En votre qualité de consultant, quelle évaluation faites-vous du plan du gouvernement pour faire face au cCvid19?

 

Si on compare ce plan avec ceux qui sont annoncés dans les pays voisins (Sénégal et Mali) c’est très insuffisant. Au Sénégal, ils ont prévu 1,5 milliard d’euros, tandis qu’au Mali, c’est 500 milliards CFA, au moment où nous prévoyons 2,5 milliards MRU. Même si on le compare proportionnellement au nombre d’habitants, il sera toujours largement inférieur et insuffisant, surtout que la crise économique et sociale était là avant le Covid19 et elle enflera. Je pense qu’il faut porter le nombre de familles à assister à 100.000 et ce jusqu’à la fin de l’année. Le Sénégal a prévu d’assister un million de foyers. Il y a aussi des secteurs  sensibles qui doivent être aidés par des subventions comme la pêche artisanale qui, avec 50.000 emplois, constitue une bombe à retardement et, si elle s’arrête, c’est la production qui en pâtira.

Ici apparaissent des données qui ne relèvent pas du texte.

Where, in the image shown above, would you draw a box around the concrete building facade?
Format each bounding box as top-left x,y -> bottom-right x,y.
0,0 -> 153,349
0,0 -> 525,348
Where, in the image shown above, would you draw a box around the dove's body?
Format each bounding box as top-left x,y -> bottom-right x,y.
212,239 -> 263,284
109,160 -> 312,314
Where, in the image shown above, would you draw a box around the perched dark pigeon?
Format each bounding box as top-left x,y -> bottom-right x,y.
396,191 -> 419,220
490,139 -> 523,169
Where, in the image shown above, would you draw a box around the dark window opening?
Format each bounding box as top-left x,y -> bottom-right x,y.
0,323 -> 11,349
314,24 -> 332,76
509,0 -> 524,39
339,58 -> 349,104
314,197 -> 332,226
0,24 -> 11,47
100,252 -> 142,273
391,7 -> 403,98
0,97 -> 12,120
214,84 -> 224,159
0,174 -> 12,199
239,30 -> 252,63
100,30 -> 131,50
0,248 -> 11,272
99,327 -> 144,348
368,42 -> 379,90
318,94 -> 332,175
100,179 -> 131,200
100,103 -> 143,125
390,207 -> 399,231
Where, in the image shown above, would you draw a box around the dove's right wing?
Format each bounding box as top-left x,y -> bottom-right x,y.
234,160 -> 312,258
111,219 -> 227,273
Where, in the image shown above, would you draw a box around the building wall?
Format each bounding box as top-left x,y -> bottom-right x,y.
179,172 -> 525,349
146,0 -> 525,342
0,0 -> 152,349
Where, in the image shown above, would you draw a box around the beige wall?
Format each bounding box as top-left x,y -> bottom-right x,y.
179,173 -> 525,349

Toujours, au Sénégal une aide a été octroyée à ce secteur et le nôtre représente un potentiel plus important. Le secteur informel aussi comme le transport public passagers, les restaurants, les marchés, les vendeuses de couscous…souffrent de l’arrêt brutal de leurs activités. Le nombre des familles devant recevoir une bourse mensuelle doit être porté à 100.000 dont 60.000 à l’intérieur .c’est possible grâce à  la suspension pour cette année du payement du service de la dette de l’ordre de 10 milliards MRU.  Mais tout cela ne peut réussir sans une gestion transparente et collégiale de ces fonds. Ce que nous avons entendu à ce sujet n’est guère réjouissant, surtout, certaines nominations et marchés conclus récemment.

 

En tant qu’ancien parlementaire, qu’elle appréciation faîte vous du travail de la commission d’enquête  parlementaire ?

 

Je suis tout à fait pour la création de commissions d’enquêtes, même a posteriori, afin de permettre au parlement de jouer le rôle de contrôle qui lui incombe. Toutefois, il est regrettable que la constitution de cette commission entachée par certaines failles juridiques qui lui font perdre toute légalité. Par exemple: la constitution même de la commission doit respecter l’équilibre des groupes au sein de l’assemblée (article 126 du règlement de l’assemblée nationale). Or, le parti UPR qui représente 55% de l’ensemble des députés est surreprésenté dans la commission (6 sur 9) en plus de la présidence, soit 67%. Ensuite le règlement ne permet pas que les enquêtes  soient diligentées  autrement que vers les services publics ou sociétés publiques, tout en précisant préalablement les faits incriminés (article 126 du règlement). Or, on sait que des sociétés et investisseurs privés ont été inclus dans la liste des entreprises à visiter, ce qui est du domaine exclusif de l’exécutif et de ses services spécialisés. C’est aussi un signal très négatif pour les investisseurs, surtout étrangers. S’il y a des faits avérés de corruption ou un manquement aux obligations, le gouvernement pourra sévir, redresser le tort et obliger le partenaire à se conformer à la loi. Par ailleurs les derniers développements, avec l’extension des services publics objet des enquêtes, me laissent perplexe car le département des pêches qui représente le poumon économique du pays et, qui est réputé plein de gabegie, a été occulté. Pourtant des choses méritent d’être clarifiées: 750 milles tonnes/ an de poissons pélagiques sont écrasées pour en sortir 150 milles tonnes de farine de poisson. La production est en grande partie assurée par la flotte turque qui jouirait d’une haute protection et qui ne respecte pas les mailles de filets de 40mm, pêchant avec des  filets de mailles de 22mm. Avant les dernières élections présidentielles, ils ont été renvoyés, pour ne s’être pas conformés à la réglementation, pour revenir, curieusement après le 2 août. La délégation de surveillance maritime était dirigée par l’actuel président de l’assemblée nationale. Selon ses propres déclarations, elle aurait engrangé plusieurs milliards d’ouguiya, il est légitime d’en savoir plus.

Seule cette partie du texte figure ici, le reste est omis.